Bölge Balıkçısı Ekrem Ertarkan:
“Hakkımızı aramaktan vaz geçmeyeceğiz”
“Vergi ödüyoruz, ruhsat çıkarıyoruz, tüm sorumluluklarımızı yerine getiriyoruz, üstümüze düşeni yapıyoruz yine de bizim buradan çıkmamızı istiyorlar. Yeni protokoldeki maddelerden biri de teknemizde yapacağımız değişiklikleri sınırlıyor. Teknemi satacaksam askerden izin alacam, asker teknemi satacağım kişiye onay verirse satabileceğim, onun onayı olmadan satamayacağım. Ne teknemi satabileceğim, ne el değiştirebileceğim ne de büyültebileceğim.

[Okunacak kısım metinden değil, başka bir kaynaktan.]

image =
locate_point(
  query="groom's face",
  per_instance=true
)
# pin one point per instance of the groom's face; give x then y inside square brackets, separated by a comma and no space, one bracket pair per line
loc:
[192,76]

Ben yatırım yapmak istersem askerden izin alacam, satacaksam askerden izin alacam. Yıllardır bu sorunları çekmekten, askerin veya bakanlığın uhdesinde olmaktan sıkıldık. Hakkımızı aramaktan vaz geçmeyeceğiz.”
Bölge Balıkçısı Edip Büyükkara:
“Protokoldeki maddelere itirazımız ne oldu, kayda alındı mı yoksa mevcut bu haliyle mi imzalandı bilemiyoruz”
“Yıllardır bu bölgede askeri baskı varmış, ben dört, beş yıllık yeni bir balıkçıyım. Bu baskı ve tartışmalardan kurtulmak için resmiyet olsun istedik, protokol imzalayalım dedik, protokolde olan bazı maddelerle ilgili şikayet dilekçesi sunduk, Tarım Bakanlığı ve Hayvancılık Dairesine itirazlarımızı yazılı olarak yaptık. Akabinde bize yeniden bilgi verilmesi gerekiyordu. Bu maddelere itirazımız ne oldu, kayda alındı mı yoksa mevcut bu haliyle mi imzalandı bilemiyoruz. Değiştirdiklerini sanmıyorum. Yasal haklarımızı aramaya devam edeceğiz.”
Bölge Balıkçısı Özay Volkan:
“Biz askerin iki dudağının arasından çıkmaya çalıştık ama…”
“Biz askerin iki dudağının arasından çıkmaya çalıştık ama bu protokol ile bizi tamamen askerin uhdesine bıraktılar hem de tüm bunları yasal mevzuata sokarak yaptılar. Biz askeri liman içindeyiz ama neticede sivil balıkçılarız. Hiçbir limanda olmayan kurallar bu tüzükte bize dayatılıyor. Hiçbir balıkçıya uygulanmayan yasalar bizim için kondu. Bu büyük haksızlık… Bu protokole karşıyız, hepimiz buna karşı çıkacağız. Gerekirse tüm bölge halkını toplayıp eylem yağacağız.”
Tarım Bakanlığı Müsteşarı Emirali Deveci:
“Endişeleri gereksiz”
Protokolün balıkçıların görüşleri alınarak imzalandığını ifade eden Tarım bakanlığı Müsteşarı Emirali Deveci ise, kimsenin mağdur olmayacağını belirtti. Deveci, “Protokol hazırlanırken görüşlerine dikkat ettik. Onlar rahat etsin, mesleklerini sürdürsün diye çabalıyoruz. Bu protokol mesleki balıkçıların lehine olacak. Endişeleri gereksizdir.” açıklamasında bulundu.